Persoalan Struktur dan Kewenangan Internal Keraton
Keberatan diajukan dengan sejumlah alasan yang berkaitan dengan struktur dan kewenangan internal Keraton Kasunanan Solo, khususnya menyangkut kepemimpinan dan representasi adat.
Salah satu poin yang disoroti adalah kedudukan KGPA Tedjowulan, yang dalam nota tersebut disebut sudah tidak lagi menjabat sebagai Mahamenteri Keraton Kasunanan Solo.
Pihak PB XIV menilai kondisi tersebut berimplikasi pada keabsahan keputusan yang melibatkan struktur pengelolaan Keraton.
Klaim Keabsahan PB XIV dan Sorotan terhadap LDA
Nota keberatan juga menyebutkan bahwa Pakubuwono XIV Purbaya secara adat dinilai sah sebagai raja selanjutnya Keraton Solo.
Klaim tersebut dijadikan dasar utama keberatan atas penunjukan pihak-pihak tertentu dalam pengelolaan kawasan cagar budaya Keraton Kasunanan Solo.

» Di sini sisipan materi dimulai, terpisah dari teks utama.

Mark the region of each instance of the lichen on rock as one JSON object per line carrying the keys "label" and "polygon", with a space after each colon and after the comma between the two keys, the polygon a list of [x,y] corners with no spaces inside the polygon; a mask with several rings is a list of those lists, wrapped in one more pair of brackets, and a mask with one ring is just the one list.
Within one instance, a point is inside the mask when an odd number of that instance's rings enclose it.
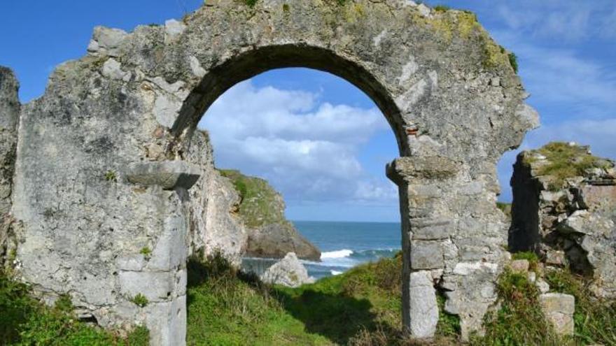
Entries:
{"label": "lichen on rock", "polygon": [[510,247],[570,267],[616,297],[616,170],[587,146],[552,143],[518,155]]}

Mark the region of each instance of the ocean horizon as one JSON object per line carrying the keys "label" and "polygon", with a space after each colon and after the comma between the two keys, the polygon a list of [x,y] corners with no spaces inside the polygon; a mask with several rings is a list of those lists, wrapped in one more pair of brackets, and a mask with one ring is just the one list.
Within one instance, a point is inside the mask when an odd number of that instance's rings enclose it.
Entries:
{"label": "ocean horizon", "polygon": [[[321,252],[321,261],[300,260],[308,275],[320,279],[351,268],[393,257],[401,249],[400,222],[292,221],[304,238]],[[262,273],[279,259],[246,257],[242,267]]]}

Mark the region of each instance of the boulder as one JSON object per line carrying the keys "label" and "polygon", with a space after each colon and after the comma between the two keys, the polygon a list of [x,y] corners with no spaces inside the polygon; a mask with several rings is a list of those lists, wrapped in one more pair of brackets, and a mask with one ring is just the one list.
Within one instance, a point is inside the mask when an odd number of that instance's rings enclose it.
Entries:
{"label": "boulder", "polygon": [[308,276],[308,271],[298,259],[294,252],[289,252],[279,261],[270,267],[261,275],[261,280],[273,284],[297,287],[304,284],[314,282],[314,278]]}
{"label": "boulder", "polygon": [[321,259],[318,249],[302,237],[290,222],[271,224],[249,230],[246,255],[281,258],[289,252],[302,259]]}
{"label": "boulder", "polygon": [[573,312],[575,298],[561,293],[545,293],[539,296],[541,309],[559,335],[573,334]]}

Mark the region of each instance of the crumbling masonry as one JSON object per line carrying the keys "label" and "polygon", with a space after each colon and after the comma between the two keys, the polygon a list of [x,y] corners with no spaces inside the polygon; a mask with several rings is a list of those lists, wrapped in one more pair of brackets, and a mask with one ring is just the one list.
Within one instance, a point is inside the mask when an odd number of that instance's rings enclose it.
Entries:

Selain itu, nota tersebut menyinggung kedudukan Lembaga Dewan Adat (LDA) yang dinilai bukan representasi Keraton Solo.
Sikap Ketua LDA, Gusti Kanjeng Ratu Koes Moertiyah Wandansari atau Gusti Moeng, juga disorot dan disebut tidak konsisten.
Sempat Terjadi Ketegangan di Keraton Solo
Seperti diberitakan sebelumnya, ketegangan di Keraton Solo saat kunjungan Menteri Kebudayaan Fadli Zon pada Minggu (18/1/2026) dipicu penolakan dari kubu GKR Timoer terhadap penunjukan KGPA Tedjowulan sebagai penanggung jawab pemanfaatan keraton.

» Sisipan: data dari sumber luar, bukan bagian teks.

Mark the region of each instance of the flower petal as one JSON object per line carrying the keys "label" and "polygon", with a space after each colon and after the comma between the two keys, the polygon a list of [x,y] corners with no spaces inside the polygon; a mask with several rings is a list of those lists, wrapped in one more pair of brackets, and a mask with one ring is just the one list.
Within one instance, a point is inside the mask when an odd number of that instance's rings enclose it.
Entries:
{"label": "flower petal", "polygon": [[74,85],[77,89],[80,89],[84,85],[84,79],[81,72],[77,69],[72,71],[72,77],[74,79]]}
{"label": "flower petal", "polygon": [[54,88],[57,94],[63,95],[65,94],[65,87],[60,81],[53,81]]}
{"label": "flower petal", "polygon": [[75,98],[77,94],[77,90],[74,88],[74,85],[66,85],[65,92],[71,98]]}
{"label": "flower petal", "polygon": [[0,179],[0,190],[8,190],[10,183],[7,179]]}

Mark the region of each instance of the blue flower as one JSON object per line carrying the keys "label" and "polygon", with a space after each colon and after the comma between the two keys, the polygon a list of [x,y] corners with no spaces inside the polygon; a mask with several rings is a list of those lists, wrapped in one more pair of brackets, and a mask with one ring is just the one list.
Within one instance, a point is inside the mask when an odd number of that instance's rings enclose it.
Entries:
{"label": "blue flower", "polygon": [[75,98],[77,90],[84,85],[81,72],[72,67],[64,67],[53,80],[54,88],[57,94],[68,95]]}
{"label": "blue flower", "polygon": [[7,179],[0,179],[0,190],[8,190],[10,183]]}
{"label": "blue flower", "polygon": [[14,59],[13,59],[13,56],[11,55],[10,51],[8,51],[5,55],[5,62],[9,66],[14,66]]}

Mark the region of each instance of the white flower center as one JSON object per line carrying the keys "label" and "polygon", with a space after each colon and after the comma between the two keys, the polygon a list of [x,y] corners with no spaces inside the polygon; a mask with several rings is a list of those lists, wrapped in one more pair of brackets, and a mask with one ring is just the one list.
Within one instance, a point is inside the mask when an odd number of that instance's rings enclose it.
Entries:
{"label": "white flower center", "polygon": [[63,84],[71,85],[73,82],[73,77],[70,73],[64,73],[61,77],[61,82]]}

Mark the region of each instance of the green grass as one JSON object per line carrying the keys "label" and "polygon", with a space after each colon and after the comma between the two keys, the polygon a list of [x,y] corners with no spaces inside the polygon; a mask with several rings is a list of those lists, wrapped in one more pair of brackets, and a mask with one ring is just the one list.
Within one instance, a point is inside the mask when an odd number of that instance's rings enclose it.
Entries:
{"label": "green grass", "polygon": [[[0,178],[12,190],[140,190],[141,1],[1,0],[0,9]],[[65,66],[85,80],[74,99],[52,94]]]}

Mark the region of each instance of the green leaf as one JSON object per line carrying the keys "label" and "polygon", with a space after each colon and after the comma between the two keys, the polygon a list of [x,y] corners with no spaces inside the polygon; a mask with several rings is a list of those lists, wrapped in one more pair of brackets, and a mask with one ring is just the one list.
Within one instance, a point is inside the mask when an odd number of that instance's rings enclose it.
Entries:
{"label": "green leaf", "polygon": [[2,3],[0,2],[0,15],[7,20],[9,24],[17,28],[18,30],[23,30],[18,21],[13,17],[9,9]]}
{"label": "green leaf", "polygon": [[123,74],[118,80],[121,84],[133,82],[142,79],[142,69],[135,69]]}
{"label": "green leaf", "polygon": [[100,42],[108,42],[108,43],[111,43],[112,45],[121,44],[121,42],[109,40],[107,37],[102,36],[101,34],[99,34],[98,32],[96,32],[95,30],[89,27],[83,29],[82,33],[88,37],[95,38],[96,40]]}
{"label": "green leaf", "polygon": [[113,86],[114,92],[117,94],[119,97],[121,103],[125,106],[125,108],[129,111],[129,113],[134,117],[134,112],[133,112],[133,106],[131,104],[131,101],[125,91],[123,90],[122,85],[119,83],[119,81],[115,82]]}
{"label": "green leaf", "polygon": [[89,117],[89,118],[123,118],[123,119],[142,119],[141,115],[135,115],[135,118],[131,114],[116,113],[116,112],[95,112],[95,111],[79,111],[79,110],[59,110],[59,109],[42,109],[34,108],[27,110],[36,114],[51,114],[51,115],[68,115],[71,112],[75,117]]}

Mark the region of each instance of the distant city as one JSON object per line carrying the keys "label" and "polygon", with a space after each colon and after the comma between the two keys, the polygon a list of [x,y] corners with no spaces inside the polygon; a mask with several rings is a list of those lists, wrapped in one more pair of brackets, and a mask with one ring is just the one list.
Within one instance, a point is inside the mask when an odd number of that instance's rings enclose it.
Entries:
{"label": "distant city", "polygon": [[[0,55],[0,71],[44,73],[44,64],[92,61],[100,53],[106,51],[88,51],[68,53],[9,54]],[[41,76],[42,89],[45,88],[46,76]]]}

Situasi tersebut memuncak menjadi aksi saling dorong di pintu Kori Gajahan antara kubu Lembaga Dewan Adat dan pendukung PB XIV Purbaya.
Kubu pendukung PB XIV menilai keraton bukan milik negara dan menolak pengalihan hak pemanfaatan, sementara pihak pemerintah mendorong kehadiran negara untuk menyelesaikan dualisme kepemimpinan serta agenda revitalisasi Keraton Solo.
Artikel ini telah tayang di TribunSolo.com dengan judul "Isi Selebaran Nota Keberatan PB XIV Purbaya yang Beredar Saat Penyerahan SK Pengelolaan Keraton Solo".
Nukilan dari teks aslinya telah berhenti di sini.